« Adolescence » fait parler et couler de l’encre, des sphères médiatiques aux sphères politiques. Thriller sur un féminicide dont est accusé un jeune ado de 13 ans, la mini-série donne à voir la fragilité des ados modernes face aux masculinistes et incels d’Internet.
«La série télévisée que tous les parents devraient regarder», ce sont les mots du Times pour qualifier la mini série Adolescence. Créée par Stephen Graham, Jack Thorne, diffusée sur Netflix depuis le 13 mars, et bientôt à Westminster ainsi que dans les écoles britanniques.
Adolescence est un thriller basé sur un effroyable meurtre : celui de Katie, jeune ado, violemment poignardée. Jamie, accusé de cet affreux féminicide a 13 ans, c’est un camarade de classe de Katie. Pourquoi aurait-il tué Katie ? C’est la question qui guide les enquêteur·ices, qui obsède le père du jeune garçon, qui occuppe la psychologue… Une partie de la réponse se trouverait dans les contenus misogynes et masculinistes auquel Jamie aurait été exposé sur les réseaux, lui comme tous ses camarades du collège.

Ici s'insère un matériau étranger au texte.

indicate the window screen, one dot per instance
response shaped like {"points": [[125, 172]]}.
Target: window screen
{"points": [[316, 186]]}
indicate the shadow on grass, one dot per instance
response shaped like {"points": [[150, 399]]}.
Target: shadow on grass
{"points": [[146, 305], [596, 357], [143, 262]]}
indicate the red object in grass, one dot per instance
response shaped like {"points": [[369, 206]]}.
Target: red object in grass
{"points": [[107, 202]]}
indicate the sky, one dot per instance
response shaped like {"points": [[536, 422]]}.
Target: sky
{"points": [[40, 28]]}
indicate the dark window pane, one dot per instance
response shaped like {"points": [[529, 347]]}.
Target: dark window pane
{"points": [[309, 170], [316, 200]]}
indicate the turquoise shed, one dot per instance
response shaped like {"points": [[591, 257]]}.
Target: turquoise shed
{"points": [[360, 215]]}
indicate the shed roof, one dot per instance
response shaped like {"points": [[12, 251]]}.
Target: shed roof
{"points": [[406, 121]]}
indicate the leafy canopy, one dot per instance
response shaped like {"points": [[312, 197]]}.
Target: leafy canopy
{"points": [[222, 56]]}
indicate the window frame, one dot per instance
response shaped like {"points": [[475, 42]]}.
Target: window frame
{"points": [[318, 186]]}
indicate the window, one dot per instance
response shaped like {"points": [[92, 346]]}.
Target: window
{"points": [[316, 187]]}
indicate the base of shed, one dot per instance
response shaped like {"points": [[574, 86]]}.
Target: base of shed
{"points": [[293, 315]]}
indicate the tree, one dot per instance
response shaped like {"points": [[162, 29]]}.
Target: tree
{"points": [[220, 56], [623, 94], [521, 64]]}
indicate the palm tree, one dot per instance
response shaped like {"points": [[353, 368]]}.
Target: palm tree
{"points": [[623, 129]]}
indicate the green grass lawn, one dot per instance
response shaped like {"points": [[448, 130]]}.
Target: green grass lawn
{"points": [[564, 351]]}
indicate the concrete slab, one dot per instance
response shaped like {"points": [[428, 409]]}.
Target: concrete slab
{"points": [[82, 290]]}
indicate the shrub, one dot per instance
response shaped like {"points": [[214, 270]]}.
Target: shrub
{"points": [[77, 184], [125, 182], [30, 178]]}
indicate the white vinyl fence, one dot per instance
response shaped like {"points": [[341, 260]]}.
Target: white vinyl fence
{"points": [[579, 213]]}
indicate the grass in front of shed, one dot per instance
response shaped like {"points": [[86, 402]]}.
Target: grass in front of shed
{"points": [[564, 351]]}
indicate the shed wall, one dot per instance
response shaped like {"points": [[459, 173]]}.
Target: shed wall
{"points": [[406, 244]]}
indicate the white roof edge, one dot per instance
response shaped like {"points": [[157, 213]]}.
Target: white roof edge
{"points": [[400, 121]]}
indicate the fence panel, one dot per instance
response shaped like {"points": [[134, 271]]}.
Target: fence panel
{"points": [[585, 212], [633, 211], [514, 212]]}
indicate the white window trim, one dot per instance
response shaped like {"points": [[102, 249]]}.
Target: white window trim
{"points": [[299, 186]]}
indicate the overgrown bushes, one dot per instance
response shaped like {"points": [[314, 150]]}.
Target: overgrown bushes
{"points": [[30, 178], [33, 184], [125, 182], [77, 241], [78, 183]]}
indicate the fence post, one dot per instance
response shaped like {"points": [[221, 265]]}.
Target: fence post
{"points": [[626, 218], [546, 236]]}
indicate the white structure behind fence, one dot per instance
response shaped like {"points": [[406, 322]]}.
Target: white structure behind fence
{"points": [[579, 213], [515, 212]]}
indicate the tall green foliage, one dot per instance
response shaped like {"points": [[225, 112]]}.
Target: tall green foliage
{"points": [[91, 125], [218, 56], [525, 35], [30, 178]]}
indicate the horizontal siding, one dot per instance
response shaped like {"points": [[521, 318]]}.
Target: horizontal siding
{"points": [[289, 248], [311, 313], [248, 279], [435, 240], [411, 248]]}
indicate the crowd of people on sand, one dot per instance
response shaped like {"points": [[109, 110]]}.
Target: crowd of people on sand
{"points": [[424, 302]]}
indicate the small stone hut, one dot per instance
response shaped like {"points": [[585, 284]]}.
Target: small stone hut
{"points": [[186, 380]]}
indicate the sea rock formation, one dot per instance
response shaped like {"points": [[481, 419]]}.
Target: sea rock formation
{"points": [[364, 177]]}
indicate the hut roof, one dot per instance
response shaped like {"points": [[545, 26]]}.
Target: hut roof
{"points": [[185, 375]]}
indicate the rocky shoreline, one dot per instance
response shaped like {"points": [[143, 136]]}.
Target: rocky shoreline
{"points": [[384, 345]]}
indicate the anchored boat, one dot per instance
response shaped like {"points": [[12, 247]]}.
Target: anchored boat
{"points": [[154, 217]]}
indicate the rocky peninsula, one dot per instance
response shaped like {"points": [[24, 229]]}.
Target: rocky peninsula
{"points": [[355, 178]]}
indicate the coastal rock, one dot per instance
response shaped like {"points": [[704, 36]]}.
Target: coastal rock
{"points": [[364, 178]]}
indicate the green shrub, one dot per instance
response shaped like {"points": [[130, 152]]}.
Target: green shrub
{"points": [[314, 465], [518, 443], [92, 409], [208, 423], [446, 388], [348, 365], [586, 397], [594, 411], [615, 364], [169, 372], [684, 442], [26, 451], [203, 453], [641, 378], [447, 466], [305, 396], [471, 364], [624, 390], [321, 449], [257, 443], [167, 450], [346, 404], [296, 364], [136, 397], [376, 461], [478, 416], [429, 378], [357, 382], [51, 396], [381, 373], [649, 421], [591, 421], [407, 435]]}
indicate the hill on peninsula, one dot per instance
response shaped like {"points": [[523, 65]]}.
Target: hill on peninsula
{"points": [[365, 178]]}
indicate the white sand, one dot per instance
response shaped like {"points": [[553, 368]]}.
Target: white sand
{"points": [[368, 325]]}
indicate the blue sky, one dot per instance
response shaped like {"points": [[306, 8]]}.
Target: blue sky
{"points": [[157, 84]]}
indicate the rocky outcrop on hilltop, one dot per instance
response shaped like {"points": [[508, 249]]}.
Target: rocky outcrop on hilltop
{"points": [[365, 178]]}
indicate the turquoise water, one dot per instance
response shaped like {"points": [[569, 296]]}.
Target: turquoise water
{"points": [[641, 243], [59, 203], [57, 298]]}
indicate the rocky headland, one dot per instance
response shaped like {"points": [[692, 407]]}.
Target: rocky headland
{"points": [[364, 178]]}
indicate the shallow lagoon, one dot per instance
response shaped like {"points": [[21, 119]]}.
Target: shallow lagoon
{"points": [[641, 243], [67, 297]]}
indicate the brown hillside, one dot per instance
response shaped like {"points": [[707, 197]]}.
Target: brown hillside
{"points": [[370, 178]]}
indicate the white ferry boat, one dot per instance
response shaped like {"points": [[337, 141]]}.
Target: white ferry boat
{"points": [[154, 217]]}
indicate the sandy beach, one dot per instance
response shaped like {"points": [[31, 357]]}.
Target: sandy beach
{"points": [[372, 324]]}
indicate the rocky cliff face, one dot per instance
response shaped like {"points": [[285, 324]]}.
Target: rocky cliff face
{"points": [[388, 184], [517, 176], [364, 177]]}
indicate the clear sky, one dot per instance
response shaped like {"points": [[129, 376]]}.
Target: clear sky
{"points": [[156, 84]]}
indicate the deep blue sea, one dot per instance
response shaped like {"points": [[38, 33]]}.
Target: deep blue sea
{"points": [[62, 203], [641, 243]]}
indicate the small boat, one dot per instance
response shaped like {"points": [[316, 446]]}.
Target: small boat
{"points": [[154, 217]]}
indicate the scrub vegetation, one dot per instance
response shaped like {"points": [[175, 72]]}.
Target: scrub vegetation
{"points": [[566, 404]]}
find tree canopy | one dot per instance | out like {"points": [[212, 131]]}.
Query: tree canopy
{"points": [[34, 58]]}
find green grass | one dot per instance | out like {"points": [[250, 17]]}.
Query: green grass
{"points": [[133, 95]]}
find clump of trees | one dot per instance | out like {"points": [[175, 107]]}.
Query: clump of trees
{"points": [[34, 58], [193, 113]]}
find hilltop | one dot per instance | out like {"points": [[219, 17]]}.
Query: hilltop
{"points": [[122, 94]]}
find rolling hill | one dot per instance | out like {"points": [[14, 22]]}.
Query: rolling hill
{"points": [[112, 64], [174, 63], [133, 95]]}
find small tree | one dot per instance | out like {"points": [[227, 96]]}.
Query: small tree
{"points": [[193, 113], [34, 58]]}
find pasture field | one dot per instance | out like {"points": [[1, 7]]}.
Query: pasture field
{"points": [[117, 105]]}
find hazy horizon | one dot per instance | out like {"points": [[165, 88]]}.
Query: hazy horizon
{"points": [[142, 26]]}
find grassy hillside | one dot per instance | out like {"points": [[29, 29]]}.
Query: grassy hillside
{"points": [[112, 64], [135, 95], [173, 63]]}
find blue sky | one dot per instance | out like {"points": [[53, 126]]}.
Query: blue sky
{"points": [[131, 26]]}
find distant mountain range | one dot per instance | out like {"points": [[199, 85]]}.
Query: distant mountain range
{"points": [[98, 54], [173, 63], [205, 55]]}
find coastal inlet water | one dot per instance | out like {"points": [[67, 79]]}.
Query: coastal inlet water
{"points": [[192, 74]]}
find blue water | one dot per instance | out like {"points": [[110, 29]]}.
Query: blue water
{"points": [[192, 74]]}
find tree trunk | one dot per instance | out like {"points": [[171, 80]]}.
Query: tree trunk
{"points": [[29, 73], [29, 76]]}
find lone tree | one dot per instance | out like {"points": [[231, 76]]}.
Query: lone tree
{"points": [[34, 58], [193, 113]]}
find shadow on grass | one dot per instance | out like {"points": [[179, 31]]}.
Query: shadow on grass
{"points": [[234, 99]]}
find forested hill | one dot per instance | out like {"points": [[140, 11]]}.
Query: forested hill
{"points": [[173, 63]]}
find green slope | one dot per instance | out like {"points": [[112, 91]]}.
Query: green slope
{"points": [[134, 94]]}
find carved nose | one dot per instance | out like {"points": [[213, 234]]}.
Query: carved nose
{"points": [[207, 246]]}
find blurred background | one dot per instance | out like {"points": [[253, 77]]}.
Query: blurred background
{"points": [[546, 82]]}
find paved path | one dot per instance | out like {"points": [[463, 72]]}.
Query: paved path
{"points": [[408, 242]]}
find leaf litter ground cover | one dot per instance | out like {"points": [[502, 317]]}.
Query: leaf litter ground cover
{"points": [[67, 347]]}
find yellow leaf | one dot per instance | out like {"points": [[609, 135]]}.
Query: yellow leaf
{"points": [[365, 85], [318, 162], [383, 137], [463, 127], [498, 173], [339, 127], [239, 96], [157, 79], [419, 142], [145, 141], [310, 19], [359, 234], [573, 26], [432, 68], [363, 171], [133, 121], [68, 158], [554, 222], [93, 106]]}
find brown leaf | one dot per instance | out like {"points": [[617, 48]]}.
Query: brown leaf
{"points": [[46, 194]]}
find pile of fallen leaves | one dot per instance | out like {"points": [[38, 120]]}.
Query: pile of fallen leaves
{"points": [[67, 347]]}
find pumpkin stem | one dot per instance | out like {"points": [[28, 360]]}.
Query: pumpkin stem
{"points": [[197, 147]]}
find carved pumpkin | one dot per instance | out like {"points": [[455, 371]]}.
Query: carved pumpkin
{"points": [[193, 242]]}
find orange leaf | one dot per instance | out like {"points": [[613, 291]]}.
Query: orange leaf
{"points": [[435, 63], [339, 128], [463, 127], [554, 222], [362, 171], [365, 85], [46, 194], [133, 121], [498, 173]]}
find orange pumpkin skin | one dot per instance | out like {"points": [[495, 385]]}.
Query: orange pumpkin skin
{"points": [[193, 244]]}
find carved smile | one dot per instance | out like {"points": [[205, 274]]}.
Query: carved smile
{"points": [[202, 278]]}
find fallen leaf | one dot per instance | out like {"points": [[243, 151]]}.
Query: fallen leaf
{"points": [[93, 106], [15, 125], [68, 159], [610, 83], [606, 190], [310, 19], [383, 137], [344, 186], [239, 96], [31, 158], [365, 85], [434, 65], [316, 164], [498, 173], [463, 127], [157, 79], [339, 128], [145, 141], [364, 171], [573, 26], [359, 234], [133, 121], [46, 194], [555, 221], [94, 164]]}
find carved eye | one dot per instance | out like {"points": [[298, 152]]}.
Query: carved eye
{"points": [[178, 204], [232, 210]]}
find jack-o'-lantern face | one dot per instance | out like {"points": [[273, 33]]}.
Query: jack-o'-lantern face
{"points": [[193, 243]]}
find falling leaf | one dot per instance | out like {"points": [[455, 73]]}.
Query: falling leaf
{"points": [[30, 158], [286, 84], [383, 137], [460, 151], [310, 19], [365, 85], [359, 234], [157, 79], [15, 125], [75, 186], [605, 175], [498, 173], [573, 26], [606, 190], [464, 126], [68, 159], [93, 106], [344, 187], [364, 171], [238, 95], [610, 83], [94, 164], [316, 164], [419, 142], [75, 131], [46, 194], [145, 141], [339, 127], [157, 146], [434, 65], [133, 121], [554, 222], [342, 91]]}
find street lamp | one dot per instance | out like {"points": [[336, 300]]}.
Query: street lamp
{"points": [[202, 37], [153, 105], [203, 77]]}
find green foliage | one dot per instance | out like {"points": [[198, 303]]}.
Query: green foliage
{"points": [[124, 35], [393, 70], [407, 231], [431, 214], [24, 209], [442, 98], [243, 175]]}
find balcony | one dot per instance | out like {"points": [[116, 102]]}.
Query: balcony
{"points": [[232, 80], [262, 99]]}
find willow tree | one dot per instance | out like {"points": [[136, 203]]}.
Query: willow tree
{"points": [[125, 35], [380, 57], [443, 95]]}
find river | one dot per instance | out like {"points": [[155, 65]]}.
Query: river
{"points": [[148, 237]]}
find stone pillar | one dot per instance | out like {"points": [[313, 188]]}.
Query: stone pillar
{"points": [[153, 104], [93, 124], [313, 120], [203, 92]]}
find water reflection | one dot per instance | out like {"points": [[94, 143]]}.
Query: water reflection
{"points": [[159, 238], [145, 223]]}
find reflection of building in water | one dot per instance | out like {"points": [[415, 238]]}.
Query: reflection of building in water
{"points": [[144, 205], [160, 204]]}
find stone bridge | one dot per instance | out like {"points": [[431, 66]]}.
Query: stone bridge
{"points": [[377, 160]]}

L’obscure théorie du 80/20
Jamie, comme ses potes du collège, parle des incels, des influenceurs d’internet qui détestent les femmes. Tous et toutes connaissent Andrew Tate, l’une des figures des incels, qui répand à l’envie sa théorie du 80/20 selon laquelle 80% des femmes ne sont attirées que par 20% des hommes seulement. Pour préparer sa série, Jack Thorne raconte qu’il a plongé dans ces sphères pendant six mois, il parle de “profondeurs obscures” dont il est sorti terrifié à l’idée que son fils de 8 ans puisse un jour entendre des discours pareils.
Adolescence souligne la fragilité des ados, et les nouvelles formes complexes que prennent les violences des rapports qu’ils ont les un·es avec les autres. Les réseaux sociaux regorgent de vidéos de masculinistes qui ont le plan en quelques étapes pour devenir un mâle alpha (le compte « Réfléchis frère » s’en est astucieusement amusé). Ils deviennent coachs en séduction, en musculation, en crypto monnaie et autres développements personnels. Des contenus qui peuvent être poussés par l’alogithme sous les yeux des jeunes adolescents, leur inculquant (consciemment ou non) une image patriarcale et violente des dynamiques de relations humaines.
Interdire les réseaux sociaux ?
La mini-série Adolescence fait réfléchir les britanniques, très concrètement même : elle a ravivé le débat sur l’utilisation des téléphones par les jeunes. Le créateur de la série, lui, milite pour interdire les réseaux sociaux aux moins de 16 ans, comme l’a fait l’Australie l’année dernière. Les associations britanniques qui militent pour restreindre l’accès des réseaux sociaux aux enfants et adolescents ont d’ailleurs depuis la diffusion de la série reçu une vague de soutien et de dons. La France a sauté un plus petit pas en interdisant les téléphones dans les écoles et collèges, depuis la rentrée de 2024.
Le rôle des parents : déconstruire les dynamiques sexistes
Au delà de l’interdiction, il y a (surtout?) l’éducation. Interrogée par plusieurs médias, la chercheuse Stéphanie Lamy, experte des mouvances masculinistes (autrice de « La Terreur masculiniste ») recommande de lutter contre l’entre-soi masculin et son pendant qui est l’effacement total de la perspective des femmes et des minorités. Ça veut dire, re-faire exister pleinement les femmes. Stéphanie Lamy explique qu’il est essentiel que les parents déconstruisent leurs propres dynamiques sexistes, car “c’est sur ce terreau que se construit le discours masculiniste.” Elle précise que la position des pères est primordiale : “ils doivent s’effacer et laisser les discours maternels prendre autant de place que les leurs”.
Enfin, elle conseille de laisser trainer des bouquins, des documentaires et d’inciter ses ados à signaler les contenus masculinistes qu’ils et elles pourraient croiser sur internet. C’est comme ça que dernièrement, un attentat incel a été déjoué à Annecy ! Le signalement Pharos a sans doute été fait par un jeune qui trainait sur son téléphone.
Adolescence bientôt diffusée dans les écoles
La mini-série touche la presse, les parents, les profs, jusqu’à la sphère politique : devant le Parlement britannique, la députée travailliste Anneliese Midgley a demandé au Premier ministre s’il soutenait l’appel des créateurs à projeter leur série au palais de Westminster et dans les écoles. Celui-ci a répondu positivement, expliquant qu’il a regardé la série avec ses adolescents, et qu’il souhaite sensibiliser les jeunes aux questions sociétales que suscitent Adolescence.